On the 5th (local time), The Economist cited market research firm Trepp, reporting that as of July, loans equivalent to 8% of the value of mortgage-backed securities secured by U.S. offices were delinquent. This is the highest level since 2013. Amid high interest rates, commercial offices have faced particular difficulties in the real estate market due to the rise of remote work. The Economist expressed concern, stating, "Loans taken out by real estate companies that were active during the low-interest-rate boom before the (COVID-19) pandemic are now up for refinancing," adding, "This could pose significant challenges to financial institutions."

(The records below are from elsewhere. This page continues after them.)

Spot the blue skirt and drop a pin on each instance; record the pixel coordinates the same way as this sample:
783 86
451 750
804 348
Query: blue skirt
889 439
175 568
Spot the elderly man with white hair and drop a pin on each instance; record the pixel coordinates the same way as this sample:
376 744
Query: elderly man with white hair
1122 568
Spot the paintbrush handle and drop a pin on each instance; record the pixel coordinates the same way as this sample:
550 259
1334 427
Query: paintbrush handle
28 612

Although the Fed is expected to lower the benchmark interest rate from the current 5.25?5.5% for the first time since March 2020 this month, the office industry remains pessimistic. Most companies in the sector, which took out loans during the past zero-interest-rate period, believe that even with a rate cut, the rates will still be high. According to Bloomberg, Howard Marks, founder of Oaktree Capital and a well-known Wall Street investor, said at a conference in Melbourne, Australia, that day, "Even if the Fed lowers rates, they will not drop to 0, 0.5, or 1%," and predicted, "The U.S. benchmark interest rate will remain in the 3% range." This means office companies will have to borrow money at much higher interest rates when their loans mature.
The problem is that remote work has become the standard for companies. According to Moody's, even after the end of the COVID-19 pandemic, the office vacancy rate stands at 20.1%, the highest level since related statistics began being compiled in 1979. The Economist noted, "Last year, one-third of workers performed some or all of their tasks from home," and predicted, "The industry will hold on until 2025 hoping for a rate cut, but remote work will continue."
The Economist also warned that the fallout from the office crisis could spread to regional banks. According to credit rating agency S&P Global, in the U.S., more than 250 banks have issued commercial real estate loans to a degree that regulators consider risky. Most of these are regional banks.